China’s Ghost Festival: Is It Chinese Halloween Today?
Wait, it’s August and we’re talking about ghosts already? Halloween may still be a ways off, but Aug 22 marks another spirited holiday – Zhongyuan Festival, aka China’s Ghost Festival.
But don’t go stocking up on candy just yet. There’s no dressing up in costumes or trick-or-treating around the compound. Rather, Zhongyuan Festival is a traditional Buddhist and Taoist holiday that marks a yearly event when the gates between the realm of the living and the dead are flung open, allowing for all manner of wraiths and ghosts to see what it’s like on this side of the spiritual divide.
Zhongyuan Festival is similar to Qingming – or Tomb Sweeping – Festival in the sense that locals pay respects to their departed ancestors, however, unlike Qingming Festival – where you visit a gravesite to pay your respects – this one is a round trip ticket for those living in the heavenly, or hellish, thereafter. Put another way, during Zhongyuan Festival it’s the deceased who pay a visit. Put another another way, today… the ghosts are coming here! *gulp*
This festival might also be likened to Mexico’s “Día de Muertos” or Day of the Dead, which was popularized by the heartwarming 2017 Pixar film Coco. But in Chinese culture, those who believe and honor the Zhongyuan Festival will burn incense to appease the roaming spirits, a sight (and smell) that will be common in the next few weeks. In parts of Southeast Asia, the living would also put up performances ranging from concerts to puppetry, leaving the first row of seats empty for our ghostly guests.

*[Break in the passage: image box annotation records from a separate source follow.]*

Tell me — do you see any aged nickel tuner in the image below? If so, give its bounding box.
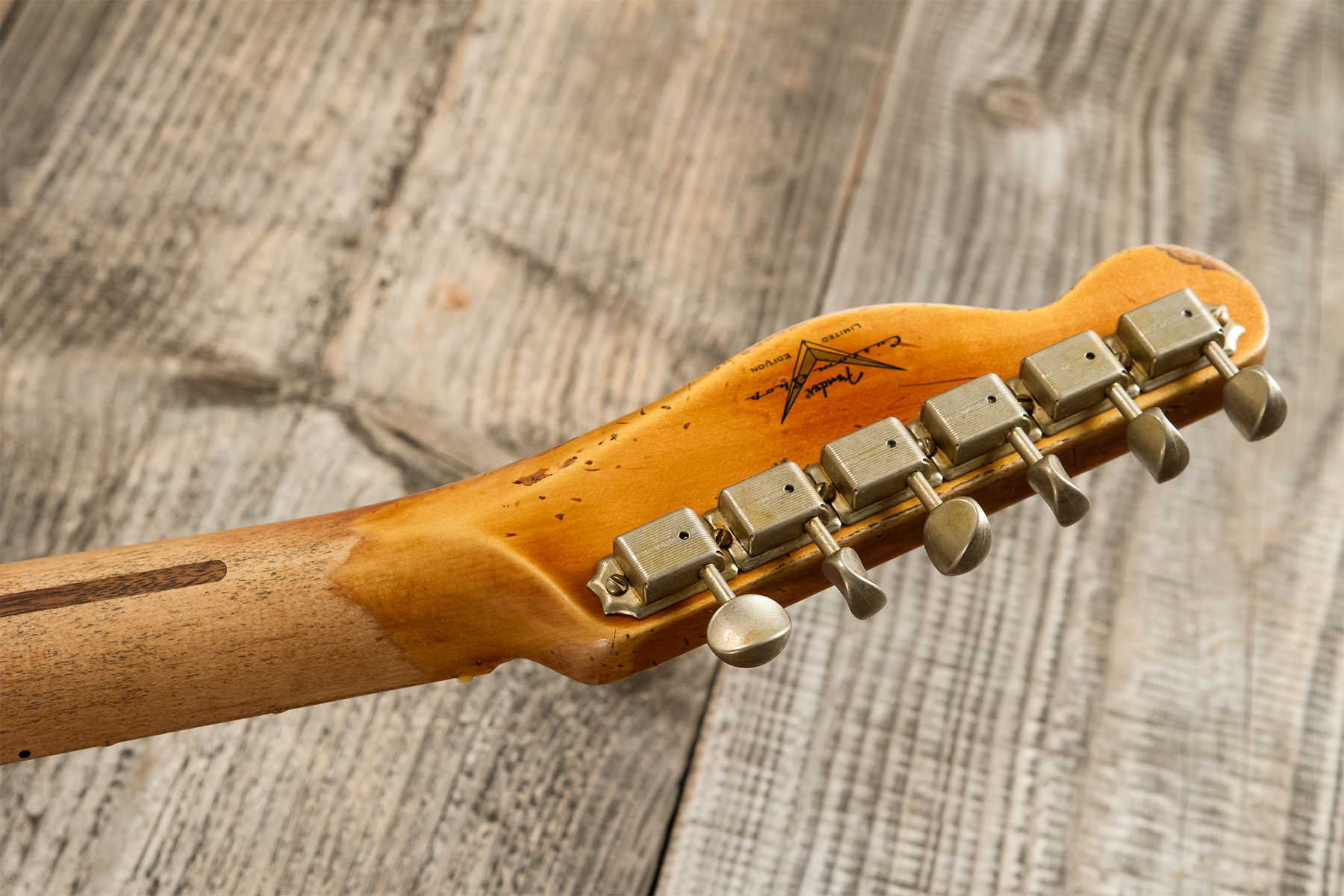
[718,462,887,619]
[809,417,991,575]
[1116,289,1287,442]
[919,373,1092,525]
[610,508,793,668]
[1018,331,1189,482]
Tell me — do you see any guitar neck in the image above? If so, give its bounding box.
[0,247,1269,762]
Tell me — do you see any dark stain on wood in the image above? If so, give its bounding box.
[0,560,228,617]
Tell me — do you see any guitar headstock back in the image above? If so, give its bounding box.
[343,246,1284,682]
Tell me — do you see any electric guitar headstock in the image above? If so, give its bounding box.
[0,246,1285,762]
[464,247,1287,671]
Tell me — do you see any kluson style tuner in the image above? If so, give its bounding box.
[588,289,1287,666]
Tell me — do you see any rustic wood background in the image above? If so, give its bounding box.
[0,0,1344,895]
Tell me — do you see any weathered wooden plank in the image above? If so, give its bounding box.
[0,3,902,893]
[659,3,1344,895]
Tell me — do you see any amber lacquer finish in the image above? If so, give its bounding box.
[0,247,1267,762]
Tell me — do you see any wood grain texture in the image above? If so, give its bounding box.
[659,3,1344,895]
[0,3,902,893]
[0,246,1269,763]
[0,1,1344,893]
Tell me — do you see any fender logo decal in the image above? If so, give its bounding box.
[747,335,906,423]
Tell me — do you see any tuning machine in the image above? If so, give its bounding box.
[919,373,1092,525]
[808,417,991,575]
[1116,289,1287,442]
[1018,331,1189,482]
[706,462,887,619]
[588,508,793,668]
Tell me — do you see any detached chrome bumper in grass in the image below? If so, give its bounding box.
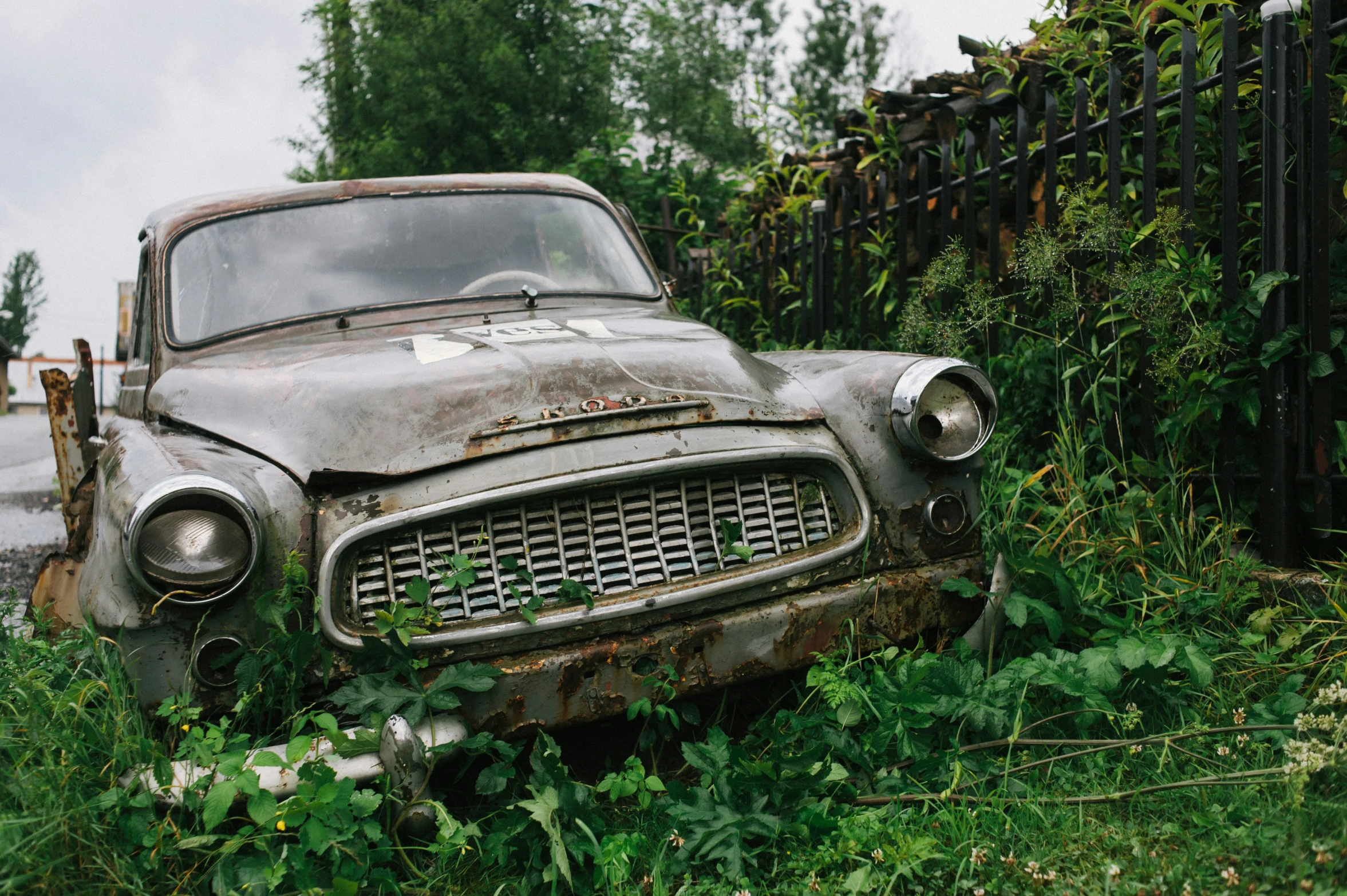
[117,716,467,806]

Zhongyuan festivities traditionally involve cooking a vegetarian meal and setting a place at the table for departed family members, in case they decide to drop by for dinner. Then, 14 days after Zhongyuan Festival, to make sure all the ghosts find their way back to their otherworldly abodes, people will float paper lanterns and set them outside their homes. The lanterns are believed to direct the ghosts back to the underworld, and when they go out, it symbolizes that they have found their way back.